La première fracture est d'abord entre les Français et l'avenir. L'avenir était traditionnellement porteur d'améliorations. Il est désormais le symbole d'un monde déboussolé sans sortie de tunnel déjà perceptible. L'avenir est perçu comme un demain où il ne serait plus question de bien vivre mais seulement de survivre.

Ce sentiment, pour partie irrationnel, a fait naître une seconde fracture entre les élites et les citoyens. Les élites ont dégagé l'image de ne pas être soumises aux mêmes contraintes que celles du grand nombre. Elles bénéficient de protections particulières qui leur épargnent les pires embûches. Au moment même où la crise ne les frappe donc pas "comme tout le monde", les élites sont manifestement incapables de régler les principaux dossiers de nature à permettre au plus grand nombre de mieux vivre.

Ces deux facteurs ont créé un nouveau "besoin de vengeance". Là est la vraie fracture majeure. Depuis "l'idéal révolutionnaire", l'inconscient collectif français est structuré autour de l'image du peuple qui peut faire "tomber la tête du Roi".

C'est à ce jour la probable réalité du "climat citoyen" en France. La rupture entre les citoyens et les élites ne date pas d'aujourd'hui.
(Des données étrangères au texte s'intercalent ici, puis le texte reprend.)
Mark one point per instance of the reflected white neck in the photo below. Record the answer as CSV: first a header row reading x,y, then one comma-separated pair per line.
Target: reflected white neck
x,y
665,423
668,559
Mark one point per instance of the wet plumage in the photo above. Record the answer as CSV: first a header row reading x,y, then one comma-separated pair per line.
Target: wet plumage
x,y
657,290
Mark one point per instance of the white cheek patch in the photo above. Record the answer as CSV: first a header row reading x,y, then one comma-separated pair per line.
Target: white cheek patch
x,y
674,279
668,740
C'est parce que cette fracture est déjà ancienne, qu'elle s'est approfondie donnant naissance à une crise qui a ainsi pris une dimension nouvelle.

Le 17 décembre 1992, un hebdomadaire (L'Evènement du Jeudi) publiait un long reportage de plus de 30 pages sur le thème "le peuple contre les élites".
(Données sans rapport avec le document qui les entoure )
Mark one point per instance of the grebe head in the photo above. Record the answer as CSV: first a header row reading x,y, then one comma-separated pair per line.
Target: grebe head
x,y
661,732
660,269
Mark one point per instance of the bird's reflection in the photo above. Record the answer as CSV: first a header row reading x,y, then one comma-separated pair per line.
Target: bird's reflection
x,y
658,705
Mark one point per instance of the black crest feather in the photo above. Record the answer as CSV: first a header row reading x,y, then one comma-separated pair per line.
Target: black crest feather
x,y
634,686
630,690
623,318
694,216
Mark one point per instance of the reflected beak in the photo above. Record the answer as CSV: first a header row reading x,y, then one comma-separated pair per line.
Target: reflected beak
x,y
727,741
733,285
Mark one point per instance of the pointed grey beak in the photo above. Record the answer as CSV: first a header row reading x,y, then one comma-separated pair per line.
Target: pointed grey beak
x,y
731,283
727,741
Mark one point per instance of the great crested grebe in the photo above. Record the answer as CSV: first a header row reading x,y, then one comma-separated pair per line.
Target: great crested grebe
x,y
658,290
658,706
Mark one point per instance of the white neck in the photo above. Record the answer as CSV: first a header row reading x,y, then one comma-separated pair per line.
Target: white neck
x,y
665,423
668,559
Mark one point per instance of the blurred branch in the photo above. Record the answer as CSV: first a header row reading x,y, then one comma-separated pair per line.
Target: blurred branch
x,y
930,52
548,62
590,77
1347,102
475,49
Ce reportage très fouillé portait des intertitres évocateurs :

- "55 millions de Robinson Crusoë : chacun son île, sa vie et selon les cas, drame ou gag",

- "là-haut, ils disent on dégraisse. Mais faut pas oublier que c'est de la graisse d'homme",

- "certaines sections syndicales d'entreprise ne sont constituées que d'un seul membre, pas assez pour porter une banderolle",

- ?

Déjà à cette époque, le philosophe Alain Etchegoyen dénonçait "l'inceste" qui caractérise les élites françaises avec une "reproduction" plus fermée que jamais.

Puis, ce climat a trouvé ses "nouveaux intellectuels" qui parlent différemment, bien éloignés des thèmes habituels comme des mots classiques de leur caste. Les figures emblématiques sont Alain Finkielkraut, André Glucksmann mais aussi Michel Houellebecq.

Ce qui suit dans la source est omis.